Kindergeld-Kürzung für EU-Ausländer: SPD bremst Schäuble aus

Mit dem Plan zur Kürzung des Kindergelds für EU-Ausländer stößt die Bundesregierung auf Widerstand der EU-Kommission. Das sorgt in Berlin für Streit.

Von Hans Monath

Die Bundesregierung streitet intern über ihre Pläne zur Kürzung des Kindergeldes für EU-Ausländer. Das Vorhaben stößt auf massiven Widerstand der EU-Kommission. Sie reagierte verärgert auf Berichte, wonach die Koalition den Konflikt eskalieren lassen und am Mittwoch gegen den Willen Brüssels ein Gesetz zur Kindergeld-Kürzung verabschieden wolle. Ziel ist es, das Kindergeld an die niedrigeren Lebenshaltungskosten im Heimatland des Kinder anzupassen, um Sozialmissbrauch zu verhindern.

Tatsächlich wurde das Gesetz nun nicht auf die Tagesordnung des Kabinetts für diese Woche gesetzt, da sich die Ministerien für Finanzen einerseits, Justiz sowie Arbeit und Soziales anderseits über das Vorgehen nicht einigen konnten. Während das Finanzressort eine Art Vorratsbeschluss ohne Brüsseler Grundlage befürwortet, warnen Justiz- und Arbeitsressort vor einem Bruch von Europarecht durch einen nationalen Alleingang.

Dabei unterstellt die SPD Finanzminister Wolfgang Schäuble (CDU), mit seinem Willen zur Eskalation gegen den erklärten Willen Brüssels ziele er in Wirklichkeit auf bevorstehende Landtagswahlen. "Unser Ministerium beteiligt sich nicht an einem Wahlkampf gegen die EU", hieß es aus dem Arbeitsministerium. Der Widerstand zweier SPD-geführter Ministerien gegen Schäubles Haus ist pikant, weil der damalige Wirtschaftsminister und SPD-Chef Sigmar Gabriel Ende vergangenen Jahres von Schäuble ultimativ verlangt hatte, ein Gesetz zur Kürzung des Kindergeldes für EU-Ausländer vorzulegen.

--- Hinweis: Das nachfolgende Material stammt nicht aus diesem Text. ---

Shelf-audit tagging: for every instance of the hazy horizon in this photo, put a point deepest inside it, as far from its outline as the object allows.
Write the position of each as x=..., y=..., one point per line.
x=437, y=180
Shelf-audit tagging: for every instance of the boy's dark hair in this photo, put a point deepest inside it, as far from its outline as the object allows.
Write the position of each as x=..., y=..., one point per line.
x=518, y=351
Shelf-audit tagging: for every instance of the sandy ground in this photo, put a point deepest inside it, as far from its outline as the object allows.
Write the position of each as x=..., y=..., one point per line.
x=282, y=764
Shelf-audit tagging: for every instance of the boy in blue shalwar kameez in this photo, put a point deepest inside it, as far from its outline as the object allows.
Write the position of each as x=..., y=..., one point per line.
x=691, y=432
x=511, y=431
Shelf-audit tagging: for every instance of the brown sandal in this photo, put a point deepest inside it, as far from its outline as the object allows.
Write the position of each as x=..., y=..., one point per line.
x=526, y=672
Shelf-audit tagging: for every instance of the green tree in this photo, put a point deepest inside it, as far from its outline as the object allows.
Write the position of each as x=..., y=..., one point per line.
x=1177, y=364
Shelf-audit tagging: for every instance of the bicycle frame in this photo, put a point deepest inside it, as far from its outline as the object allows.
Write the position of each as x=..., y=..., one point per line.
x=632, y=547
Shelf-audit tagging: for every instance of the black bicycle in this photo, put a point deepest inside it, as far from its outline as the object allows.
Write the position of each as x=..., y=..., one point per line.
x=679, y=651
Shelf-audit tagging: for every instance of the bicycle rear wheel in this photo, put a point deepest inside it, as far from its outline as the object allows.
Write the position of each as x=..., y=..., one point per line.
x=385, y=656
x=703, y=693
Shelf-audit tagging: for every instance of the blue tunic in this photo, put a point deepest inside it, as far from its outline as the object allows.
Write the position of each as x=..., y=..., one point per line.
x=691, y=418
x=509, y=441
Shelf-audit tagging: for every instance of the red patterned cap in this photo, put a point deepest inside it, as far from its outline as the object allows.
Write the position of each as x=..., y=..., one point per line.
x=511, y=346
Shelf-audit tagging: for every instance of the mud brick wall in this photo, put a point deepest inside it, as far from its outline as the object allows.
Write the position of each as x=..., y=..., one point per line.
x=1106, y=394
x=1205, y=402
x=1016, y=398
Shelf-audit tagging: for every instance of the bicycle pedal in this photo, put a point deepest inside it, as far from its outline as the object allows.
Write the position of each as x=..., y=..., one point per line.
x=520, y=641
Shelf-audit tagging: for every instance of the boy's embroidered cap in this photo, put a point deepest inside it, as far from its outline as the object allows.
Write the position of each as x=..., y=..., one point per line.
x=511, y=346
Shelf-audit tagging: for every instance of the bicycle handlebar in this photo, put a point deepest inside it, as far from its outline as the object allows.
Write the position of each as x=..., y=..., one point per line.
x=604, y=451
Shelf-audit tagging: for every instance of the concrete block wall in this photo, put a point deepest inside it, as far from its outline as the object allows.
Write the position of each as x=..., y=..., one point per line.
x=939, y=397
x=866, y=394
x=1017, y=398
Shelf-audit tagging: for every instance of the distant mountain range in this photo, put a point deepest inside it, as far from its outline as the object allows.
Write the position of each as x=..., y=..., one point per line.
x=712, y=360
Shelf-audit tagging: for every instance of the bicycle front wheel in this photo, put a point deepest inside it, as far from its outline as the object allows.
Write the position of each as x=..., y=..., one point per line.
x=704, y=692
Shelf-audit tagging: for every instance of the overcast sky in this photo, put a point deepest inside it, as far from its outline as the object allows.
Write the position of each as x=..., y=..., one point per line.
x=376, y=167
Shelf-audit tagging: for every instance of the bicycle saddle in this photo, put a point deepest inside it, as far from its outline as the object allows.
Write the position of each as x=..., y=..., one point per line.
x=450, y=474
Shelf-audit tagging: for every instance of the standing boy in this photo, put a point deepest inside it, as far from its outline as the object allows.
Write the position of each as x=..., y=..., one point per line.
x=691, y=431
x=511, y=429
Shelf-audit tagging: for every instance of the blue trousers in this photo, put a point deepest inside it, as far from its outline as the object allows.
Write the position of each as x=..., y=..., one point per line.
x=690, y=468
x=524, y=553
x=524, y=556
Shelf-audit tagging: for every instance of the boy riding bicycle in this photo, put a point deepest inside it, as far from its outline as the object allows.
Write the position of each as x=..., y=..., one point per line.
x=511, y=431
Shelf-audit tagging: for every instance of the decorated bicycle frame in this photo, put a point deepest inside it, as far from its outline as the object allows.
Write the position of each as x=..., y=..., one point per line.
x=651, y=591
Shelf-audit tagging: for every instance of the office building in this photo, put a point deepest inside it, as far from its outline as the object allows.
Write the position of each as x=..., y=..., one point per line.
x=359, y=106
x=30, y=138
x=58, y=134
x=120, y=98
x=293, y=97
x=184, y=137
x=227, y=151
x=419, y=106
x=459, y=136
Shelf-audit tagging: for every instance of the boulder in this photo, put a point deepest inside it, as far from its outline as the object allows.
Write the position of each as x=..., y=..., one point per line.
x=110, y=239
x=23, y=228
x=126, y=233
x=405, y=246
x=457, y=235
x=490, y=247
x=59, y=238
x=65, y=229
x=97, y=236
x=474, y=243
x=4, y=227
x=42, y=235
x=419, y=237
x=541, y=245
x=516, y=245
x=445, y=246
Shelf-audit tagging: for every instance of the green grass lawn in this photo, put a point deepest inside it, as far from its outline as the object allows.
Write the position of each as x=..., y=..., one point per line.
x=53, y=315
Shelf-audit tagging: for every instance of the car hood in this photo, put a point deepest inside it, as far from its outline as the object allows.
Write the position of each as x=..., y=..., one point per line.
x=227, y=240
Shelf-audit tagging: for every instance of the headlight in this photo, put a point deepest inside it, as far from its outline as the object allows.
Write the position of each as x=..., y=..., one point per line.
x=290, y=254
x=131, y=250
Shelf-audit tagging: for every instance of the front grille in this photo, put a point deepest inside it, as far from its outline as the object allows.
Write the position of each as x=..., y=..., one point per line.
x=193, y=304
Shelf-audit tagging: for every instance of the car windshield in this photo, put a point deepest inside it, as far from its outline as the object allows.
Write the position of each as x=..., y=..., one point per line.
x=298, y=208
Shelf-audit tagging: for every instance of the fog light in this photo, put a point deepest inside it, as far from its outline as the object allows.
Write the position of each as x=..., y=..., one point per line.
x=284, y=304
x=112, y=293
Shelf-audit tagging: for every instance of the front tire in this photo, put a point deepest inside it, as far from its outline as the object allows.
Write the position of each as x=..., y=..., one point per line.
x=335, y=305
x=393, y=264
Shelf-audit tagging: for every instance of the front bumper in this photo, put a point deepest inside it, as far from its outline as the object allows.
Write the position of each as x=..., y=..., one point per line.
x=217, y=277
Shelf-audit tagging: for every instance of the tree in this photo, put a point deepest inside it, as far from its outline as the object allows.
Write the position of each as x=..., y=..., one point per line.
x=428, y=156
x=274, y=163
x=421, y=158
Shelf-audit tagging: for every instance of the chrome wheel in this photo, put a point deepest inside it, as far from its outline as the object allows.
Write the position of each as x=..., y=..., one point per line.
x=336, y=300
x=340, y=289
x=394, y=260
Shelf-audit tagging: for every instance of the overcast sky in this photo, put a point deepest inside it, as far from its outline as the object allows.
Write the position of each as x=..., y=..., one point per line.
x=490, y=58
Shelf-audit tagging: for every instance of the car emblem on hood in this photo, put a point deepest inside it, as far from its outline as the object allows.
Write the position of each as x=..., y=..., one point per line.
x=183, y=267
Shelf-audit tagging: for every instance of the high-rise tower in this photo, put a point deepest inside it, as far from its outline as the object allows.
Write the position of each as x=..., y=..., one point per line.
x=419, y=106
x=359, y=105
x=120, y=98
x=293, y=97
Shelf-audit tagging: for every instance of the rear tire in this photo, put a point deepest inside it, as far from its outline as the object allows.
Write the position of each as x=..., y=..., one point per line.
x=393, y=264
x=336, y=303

Allerdings hat sich inzwischen die Ausgangslage verändert, da Brüssel das Vorhaben klar ablehnt. Auch ist keine Mehrheit im Rat in Sicht, die EU-Position zu ändern. In einer Antwort auf einen Brief der Bundesregierung verwies die Kommission auf die Freizügigkeit und argumentierte, wer in der EU Sozialabgaben und Steuern zahle, müsse unabhängig von seiner Nationalität die gleichen Leistungen erhalten. Da nur ein Prozent aller Leistungen an im EU-Ausland lebende Kinder gingen, werde die Erhebung von Lebenshaltungskosten in 27 EU-Ländern einen "bürokratischen Alptraum" schaffen.

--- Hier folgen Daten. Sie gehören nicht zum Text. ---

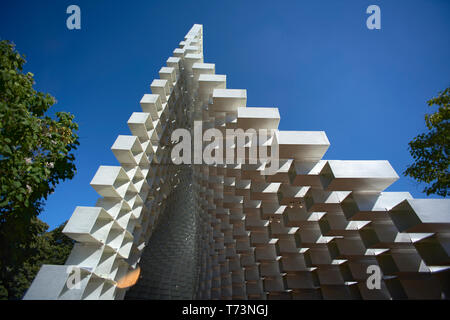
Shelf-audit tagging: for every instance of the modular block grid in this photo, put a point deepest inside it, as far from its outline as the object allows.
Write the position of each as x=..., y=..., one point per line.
x=312, y=230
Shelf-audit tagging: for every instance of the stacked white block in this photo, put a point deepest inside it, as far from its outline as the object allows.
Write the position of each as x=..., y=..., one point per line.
x=311, y=230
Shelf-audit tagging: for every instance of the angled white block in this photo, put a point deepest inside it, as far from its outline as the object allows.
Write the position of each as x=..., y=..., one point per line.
x=162, y=88
x=258, y=118
x=128, y=150
x=340, y=175
x=169, y=74
x=422, y=215
x=89, y=225
x=302, y=145
x=140, y=124
x=229, y=100
x=110, y=181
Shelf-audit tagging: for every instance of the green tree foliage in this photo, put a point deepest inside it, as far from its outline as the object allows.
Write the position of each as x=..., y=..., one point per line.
x=46, y=247
x=431, y=150
x=36, y=153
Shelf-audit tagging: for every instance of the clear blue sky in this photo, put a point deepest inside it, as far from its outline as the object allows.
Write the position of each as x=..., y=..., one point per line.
x=314, y=60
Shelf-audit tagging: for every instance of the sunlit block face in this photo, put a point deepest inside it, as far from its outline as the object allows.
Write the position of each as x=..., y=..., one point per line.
x=129, y=279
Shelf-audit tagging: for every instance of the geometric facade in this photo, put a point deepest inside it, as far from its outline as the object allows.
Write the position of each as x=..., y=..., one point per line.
x=313, y=229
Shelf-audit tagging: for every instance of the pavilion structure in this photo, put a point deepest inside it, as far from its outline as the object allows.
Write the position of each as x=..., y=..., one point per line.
x=315, y=229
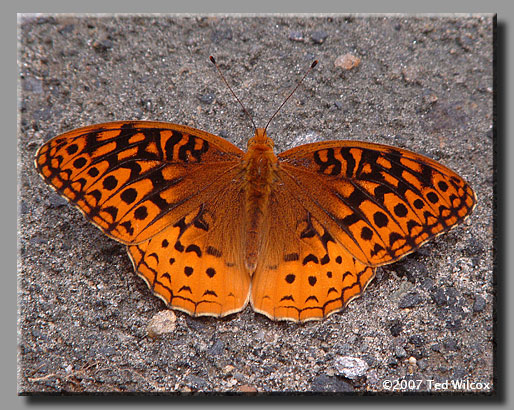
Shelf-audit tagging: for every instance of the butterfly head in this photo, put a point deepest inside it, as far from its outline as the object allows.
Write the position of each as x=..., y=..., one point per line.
x=260, y=139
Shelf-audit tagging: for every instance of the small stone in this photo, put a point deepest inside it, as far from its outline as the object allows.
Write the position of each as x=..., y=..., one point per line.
x=207, y=98
x=410, y=300
x=56, y=201
x=479, y=304
x=318, y=37
x=34, y=85
x=400, y=352
x=218, y=36
x=245, y=388
x=396, y=328
x=347, y=61
x=102, y=46
x=350, y=367
x=412, y=74
x=328, y=384
x=162, y=323
x=296, y=36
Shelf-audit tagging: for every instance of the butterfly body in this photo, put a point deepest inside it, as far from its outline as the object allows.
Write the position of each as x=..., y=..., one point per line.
x=211, y=228
x=260, y=169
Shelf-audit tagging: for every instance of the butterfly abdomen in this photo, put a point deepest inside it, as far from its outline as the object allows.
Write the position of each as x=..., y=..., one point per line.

Die neue Regelung würde EU-Ausländer betreffen, die hier leben und arbeiten, deren Kinder aber im Herkunftsland leben. Eltern aus Polen, Rumänien, Bulgarien und Kroatien etwa würden nur noch die Hälfte des Kindergeldes erhalten, also monatlich 96 Euro statt 192 Euro.

Der Deutsche Städte- und Gemeindebund begrüßte die Pläne der Regierung. Jährlich müssten rund 470 Millionen Euro für 180.000 im EU-Ausland lebende Kinder gezahlt werden, sagte Hauptgeschäftsführer Gerd Landsberg dem Tagesspiegel. Teilweise gebe es beim Kindergeld in der EU Unterschiede von weit mehr als 100 Euro monatlich. Es sei deshalb richtig, „in solchen Fällen das Kindergeld nur in der Höhe zu zahlen, die dort üblich ist, wo das Kind lebt“.

Die Grünen kritisierten, die Bundesregierung verfahren nach dem Prinzip "Augen zu und durch": "Damit biedern sich Union und SPD EU-Gegnern und Nationalisten an und setzen die Axt an das zentrale Prinzip der Freizügigkeit." Die Berliner Grünen-Bundestagsabgeordnete Lisa Paus sagte dem Tagesspiegel, die Auszahlung des Kindergeldes nach indexiertem Lebensstandard für 28 verschiedene EU-Länder sei "unglaublich bürokratisch" und stehe in keinem Verhältnis zum möglichen Ertrag: "Die Große Koalition will damit die Freizügigkeit in der EU erschweren. Damit sendet sie ein sehr schlechtes Signal für Europa."